Are you struggling with high cholesterol? Would you like to lower it? First, you should know what causes high cholesterol. We’ll cover it today.
What is cholesterol?
Cholesterol is a lipid produced in the liver and partly supplied with food. It plays an important role in our body, it is used to build cell membranes. It is thanks to him that vitamin D3 is synthesized from the sun. Cholesterol also contributes to the production of some hormones, supports fat digestion. However, its inadequate level can be dangerous – it contributes to atherosclerosis and can lead to coronary heart disease or stroke. Regularly check your lipid profile, i.e. check your triglyceride levels and two cholesterol fractions – HDL and LDL. The latter is commonly called bad cholesterol.
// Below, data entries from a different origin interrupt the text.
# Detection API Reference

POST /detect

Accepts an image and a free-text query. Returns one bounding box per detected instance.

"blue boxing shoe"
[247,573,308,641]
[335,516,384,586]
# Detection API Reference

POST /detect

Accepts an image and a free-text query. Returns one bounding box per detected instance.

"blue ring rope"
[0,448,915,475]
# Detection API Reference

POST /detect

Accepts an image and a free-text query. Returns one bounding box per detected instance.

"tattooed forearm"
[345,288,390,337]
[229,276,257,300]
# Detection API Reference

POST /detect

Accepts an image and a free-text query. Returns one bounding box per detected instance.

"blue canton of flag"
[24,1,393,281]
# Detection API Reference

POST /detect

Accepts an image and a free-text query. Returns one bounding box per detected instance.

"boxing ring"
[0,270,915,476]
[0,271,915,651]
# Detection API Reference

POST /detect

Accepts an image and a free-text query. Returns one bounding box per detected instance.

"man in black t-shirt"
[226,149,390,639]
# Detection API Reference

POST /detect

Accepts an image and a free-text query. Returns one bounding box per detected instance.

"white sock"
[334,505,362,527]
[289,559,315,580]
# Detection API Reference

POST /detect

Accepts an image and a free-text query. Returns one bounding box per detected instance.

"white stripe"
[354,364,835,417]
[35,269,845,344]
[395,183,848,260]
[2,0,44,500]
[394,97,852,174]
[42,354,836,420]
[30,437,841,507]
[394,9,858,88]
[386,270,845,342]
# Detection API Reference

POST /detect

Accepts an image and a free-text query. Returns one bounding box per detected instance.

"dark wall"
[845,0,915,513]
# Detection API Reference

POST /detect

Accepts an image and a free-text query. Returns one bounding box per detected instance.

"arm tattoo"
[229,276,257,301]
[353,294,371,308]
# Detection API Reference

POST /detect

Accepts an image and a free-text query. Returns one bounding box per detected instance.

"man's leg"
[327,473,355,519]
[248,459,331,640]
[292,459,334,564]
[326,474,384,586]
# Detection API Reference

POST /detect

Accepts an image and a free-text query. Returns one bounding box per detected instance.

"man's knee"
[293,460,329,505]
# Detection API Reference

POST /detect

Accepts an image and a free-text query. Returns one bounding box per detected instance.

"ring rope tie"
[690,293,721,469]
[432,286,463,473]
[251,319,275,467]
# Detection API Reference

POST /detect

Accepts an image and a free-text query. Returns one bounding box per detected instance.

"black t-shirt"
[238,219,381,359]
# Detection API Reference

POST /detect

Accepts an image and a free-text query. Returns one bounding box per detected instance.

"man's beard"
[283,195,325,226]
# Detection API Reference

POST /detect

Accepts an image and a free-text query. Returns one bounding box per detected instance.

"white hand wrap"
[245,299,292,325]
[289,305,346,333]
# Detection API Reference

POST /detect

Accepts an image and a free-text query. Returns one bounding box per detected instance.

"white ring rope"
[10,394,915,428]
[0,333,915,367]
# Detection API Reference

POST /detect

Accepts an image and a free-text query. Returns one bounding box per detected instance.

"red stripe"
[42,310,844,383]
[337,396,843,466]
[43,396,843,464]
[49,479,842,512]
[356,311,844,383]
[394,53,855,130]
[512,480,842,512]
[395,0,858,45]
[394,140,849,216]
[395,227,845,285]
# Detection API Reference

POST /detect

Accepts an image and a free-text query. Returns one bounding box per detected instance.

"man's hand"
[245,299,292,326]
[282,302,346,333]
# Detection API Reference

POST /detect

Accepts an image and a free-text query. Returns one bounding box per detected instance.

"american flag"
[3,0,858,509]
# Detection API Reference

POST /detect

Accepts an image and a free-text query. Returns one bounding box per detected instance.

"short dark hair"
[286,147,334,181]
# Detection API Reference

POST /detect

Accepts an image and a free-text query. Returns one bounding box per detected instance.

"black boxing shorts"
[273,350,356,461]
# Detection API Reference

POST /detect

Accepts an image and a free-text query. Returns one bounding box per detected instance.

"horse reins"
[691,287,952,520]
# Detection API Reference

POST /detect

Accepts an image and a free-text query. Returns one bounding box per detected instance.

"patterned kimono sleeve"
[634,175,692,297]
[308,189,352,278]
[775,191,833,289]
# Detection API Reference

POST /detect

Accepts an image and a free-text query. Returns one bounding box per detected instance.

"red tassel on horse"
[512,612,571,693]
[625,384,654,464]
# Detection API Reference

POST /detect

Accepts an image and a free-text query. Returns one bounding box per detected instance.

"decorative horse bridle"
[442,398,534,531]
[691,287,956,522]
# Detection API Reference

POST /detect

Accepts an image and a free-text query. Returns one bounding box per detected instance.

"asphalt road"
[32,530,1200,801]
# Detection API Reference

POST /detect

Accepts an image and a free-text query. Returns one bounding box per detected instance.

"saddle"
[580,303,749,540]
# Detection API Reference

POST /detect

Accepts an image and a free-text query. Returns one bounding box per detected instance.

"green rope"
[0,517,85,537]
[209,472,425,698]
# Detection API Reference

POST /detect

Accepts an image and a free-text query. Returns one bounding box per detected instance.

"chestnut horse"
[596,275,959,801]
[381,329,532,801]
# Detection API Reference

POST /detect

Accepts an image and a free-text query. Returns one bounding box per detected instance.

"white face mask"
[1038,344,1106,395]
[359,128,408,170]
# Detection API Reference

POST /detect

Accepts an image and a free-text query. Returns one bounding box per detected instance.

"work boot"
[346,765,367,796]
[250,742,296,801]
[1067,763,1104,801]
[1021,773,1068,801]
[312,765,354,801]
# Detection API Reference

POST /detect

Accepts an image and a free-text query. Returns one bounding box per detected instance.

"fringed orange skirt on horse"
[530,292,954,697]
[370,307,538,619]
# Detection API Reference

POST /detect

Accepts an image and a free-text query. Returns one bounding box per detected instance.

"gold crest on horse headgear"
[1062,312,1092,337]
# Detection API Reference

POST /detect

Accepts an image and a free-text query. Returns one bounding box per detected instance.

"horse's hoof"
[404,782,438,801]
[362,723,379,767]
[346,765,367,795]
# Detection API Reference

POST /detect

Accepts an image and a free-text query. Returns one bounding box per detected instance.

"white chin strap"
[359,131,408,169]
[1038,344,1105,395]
Cholesterol – what is the norm?
We should check our blood cholesterol levels every year during a routine blood test. If we are at risk, the test is repeated more often – depending on the doctor’s decision. It is actually painless and quick – all you need to do is draw blood from a vein. You should report to the laboratory on an empty stomach, 12-14 hours after the last meal – the most convenient morning. The test will determine the content of several substances in the blood – and although they are hidden under difficult abbreviations, it is worth knowing something about them.
What is total blood cholesterol?
Total blood cholesterol (TC) is below 200 mg / dL 5.2 mmol / L). This is a general standard. However, individual targets will be set by your doctor based on your medical history and individual cardiovascular risk assessment.
What are the causes of too high cholesterol?
- Too much weight
Overweight can increase triglycerides and reduce HDL, or “good cholesterol.” Higher levels of “good” cholesterol not only translate into health, but also help maintain mental clarity and increase concentration. Research confirms that losing even a small amount of unnecessary kilograms can lower LDL levels.
- Gender and age
Studies show that cholesterol levels naturally increase after the age of thirty. Gender also matters. In pre-menopausal women, levels are usually lower than in men of the same age. However, after menopause, LDL levels tend to rise. In addition, for men the biggest trouble begins after the age of fifty.
- Genetic predispositions
If you have too high cholesterol, talk to loved ones. Family history in this case is very important – it may turn out that your ancestors suffered from hypercholesterolemia, i.e. a lipid disorder that promotes the development of cardiovascular diseases. The risk of having a heart attack increases.
- No physical activity
Regular physical activity is a good way to lower your cholesterol. Movement stimulates enzymes in the body that help transfer LDL from the blood and walls of blood vessels to the liver. There, cholesterol is converted into bile. The higher the intensity of the exercises, the better.